FUJISAN in Art
More artists have chosen FUJISAN as the subject of their paintings than any other mountain, the most famous artists being ukiyo-e print masters Katsushika Hokusai and Utagawa Hiroshige.Hokusai, best known for his series of woodblock prints called Fugaku-sanjurokkei (Thirty-six Views of FUJISAN), masterfully depicted the various ways in which people interacted with FUJISAN with rich imagination and masterful composition. Not content with 36 views, though, he produced an additional 10 prints of Ura-Fuji (The Far Side of FUJISAN) for a total 46 views. Hiroshige,meanwhile, featured the mountain in many of his prints in the Tokaido-gojusantsugi (Fifty-three Stations of the Tokaido) and Meisho Edo hyakkei (One Hundred Famous Views of Edo) series.
The oldest extant painting of FUJISAN is said to be Shotoku Taishi eden (Pictorial Biography of Prince Shotoku) from the Heian period (794-1185) illustrating a legend in which the prince rides to FUJISAN’s summit on a horse presented to him by Kai Province (presentday Yamanashi Prefecture). In paintings from the Heian, Kamakura (1185-1333), and subsequent periods FUJISAN was often depicted as having three peaks and covered with snow throughout the year.
In more modern times, Yokoyama Taikan employed distinctive techniques and angles in creating such works as Gunjo Fuji (FUJISAN Dyed Ultramarine) and Hi izuru tokoro Nihon (Land of the Rising Sun). Countless other artists have depicted FUJISAN over the years, among the most notable being Shiba Kokan during the Edo period (1603-1868), Tsukioka Yoshitoshi―whose career spanned both feudal and modern Japan―along with Nihonga artist Matsuoka Eikyu and Western-style painter Umehara Ryuzaburo in the Taisho (1912-1926) and Showa (1926-1989) eras.
FUJISAN in Europe
Thirty-six Views of FUJISAN by Katsushika Hokusai is widely known in Europe.French writer Edmond de Goncourt, who later published a critical biography of Hokusai, is said to have remarked to friends―while looking at the series of Hokusai’s prints―that the roots of Monet’s color expression lay in these images.Monet was indeed enamored of Japan’s ukiyo-e prints.
Van Gogh, meanwhile, not only collected but also organized exhibitions of these prints. Before his encounter with ukiyo-e, Van Gogh used predominantly dark hues.Following his visit to Paris in 1886, where he met artists of the Impressionist school and saw ukiyo-e prints, his style began shifting toward his hallmark use of vivid colors.
A print of Kanagawa oki nami ura (Great Wave off Kanagawa) hung on the wall of Claude Debussy’s room as he composed his famous symphonic poem, La Mer. The print also adorned the cover of the first edition of its later published score.
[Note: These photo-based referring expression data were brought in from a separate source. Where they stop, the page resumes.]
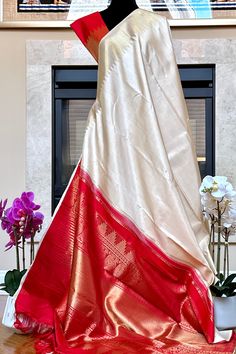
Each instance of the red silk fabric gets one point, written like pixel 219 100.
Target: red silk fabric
pixel 99 286
pixel 90 29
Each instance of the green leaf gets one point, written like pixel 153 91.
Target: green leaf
pixel 12 280
pixel 229 279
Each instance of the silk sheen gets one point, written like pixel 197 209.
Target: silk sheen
pixel 124 266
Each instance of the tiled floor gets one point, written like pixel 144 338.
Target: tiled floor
pixel 11 343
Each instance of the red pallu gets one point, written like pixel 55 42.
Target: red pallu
pixel 99 286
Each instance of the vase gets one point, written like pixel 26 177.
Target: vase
pixel 225 312
pixel 9 313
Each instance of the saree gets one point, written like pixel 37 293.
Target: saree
pixel 124 266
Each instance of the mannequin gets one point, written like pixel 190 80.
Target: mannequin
pixel 117 11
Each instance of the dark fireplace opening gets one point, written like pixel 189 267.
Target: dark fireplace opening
pixel 74 91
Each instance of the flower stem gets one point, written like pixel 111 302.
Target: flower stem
pixel 32 248
pixel 23 251
pixel 17 250
pixel 219 238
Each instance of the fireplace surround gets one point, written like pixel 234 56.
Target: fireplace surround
pixel 42 55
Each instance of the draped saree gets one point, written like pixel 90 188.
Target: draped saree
pixel 124 266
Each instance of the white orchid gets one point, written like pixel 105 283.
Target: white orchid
pixel 218 200
pixel 218 187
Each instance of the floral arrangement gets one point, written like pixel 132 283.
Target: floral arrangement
pixel 21 222
pixel 218 199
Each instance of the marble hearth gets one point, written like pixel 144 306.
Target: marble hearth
pixel 41 55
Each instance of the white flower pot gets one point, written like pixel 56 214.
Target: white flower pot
pixel 225 312
pixel 9 313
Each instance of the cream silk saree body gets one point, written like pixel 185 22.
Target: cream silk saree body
pixel 124 266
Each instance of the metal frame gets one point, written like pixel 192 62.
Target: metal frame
pixel 66 24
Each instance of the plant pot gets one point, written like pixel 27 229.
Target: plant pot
pixel 225 312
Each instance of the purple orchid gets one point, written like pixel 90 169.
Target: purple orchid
pixel 2 206
pixel 22 219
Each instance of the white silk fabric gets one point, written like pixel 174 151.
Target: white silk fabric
pixel 138 148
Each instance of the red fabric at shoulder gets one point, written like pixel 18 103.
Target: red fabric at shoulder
pixel 90 29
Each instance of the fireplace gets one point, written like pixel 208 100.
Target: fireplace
pixel 43 55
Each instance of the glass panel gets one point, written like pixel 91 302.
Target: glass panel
pixel 197 115
pixel 74 123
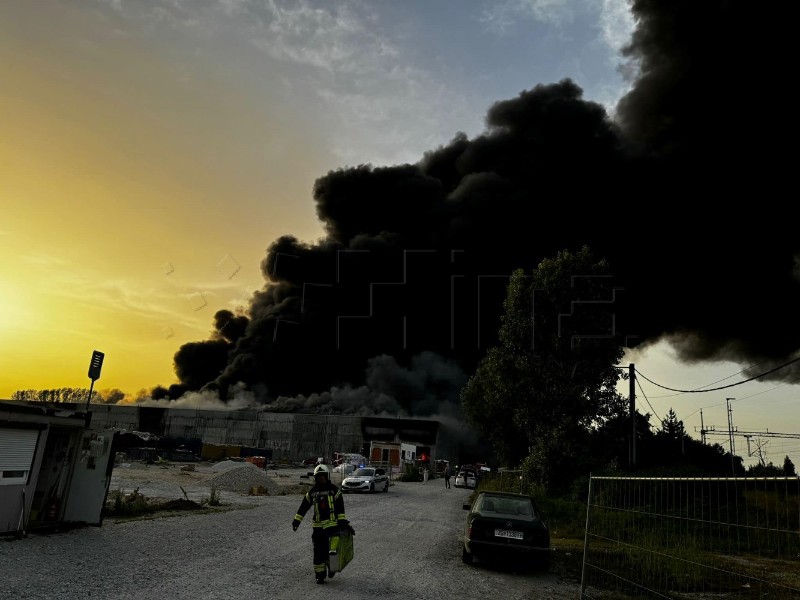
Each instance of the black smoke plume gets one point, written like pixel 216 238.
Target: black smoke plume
pixel 685 190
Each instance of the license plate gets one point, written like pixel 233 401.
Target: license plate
pixel 516 535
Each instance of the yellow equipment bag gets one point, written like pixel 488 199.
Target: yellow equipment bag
pixel 341 550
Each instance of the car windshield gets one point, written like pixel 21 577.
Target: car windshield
pixel 507 506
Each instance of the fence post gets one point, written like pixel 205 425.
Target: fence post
pixel 586 539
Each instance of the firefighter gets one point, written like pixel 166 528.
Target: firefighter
pixel 328 504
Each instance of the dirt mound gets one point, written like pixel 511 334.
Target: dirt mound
pixel 179 504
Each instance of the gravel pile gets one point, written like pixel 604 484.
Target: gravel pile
pixel 240 477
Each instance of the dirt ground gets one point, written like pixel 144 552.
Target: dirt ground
pixel 193 481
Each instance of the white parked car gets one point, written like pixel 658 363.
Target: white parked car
pixel 344 469
pixel 366 479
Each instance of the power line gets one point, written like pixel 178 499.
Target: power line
pixel 648 401
pixel 717 388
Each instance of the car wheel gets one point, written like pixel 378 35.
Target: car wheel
pixel 543 564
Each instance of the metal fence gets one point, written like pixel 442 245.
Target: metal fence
pixel 692 538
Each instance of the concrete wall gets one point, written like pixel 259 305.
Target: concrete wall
pixel 292 437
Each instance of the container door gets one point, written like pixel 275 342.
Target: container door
pixel 91 478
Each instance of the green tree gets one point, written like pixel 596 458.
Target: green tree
pixel 672 427
pixel 552 378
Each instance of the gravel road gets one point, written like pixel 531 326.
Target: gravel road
pixel 407 546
That the Thirty-six Views was a series of works all featuring FUJISAN as the subject was an additional source of surprise for European painters. Woodblock artist Henri Riviere was so influenced by this piece that he produced his own series called Les Trente-six Vues de la Tour Eiffel (Thirty-six Views of the Eiffel Tower) as a tribute to Hokusai.
The first British Minister Plenipotentiary to Japan, Sir Rutherford Alcock,climbed FUJISAN during his tenure in Japan and later introduced the peak with woodcut illustrations in his 1863 book, The Capital of the Tycoon: A Narrative of a Three Years' Residence in Japan.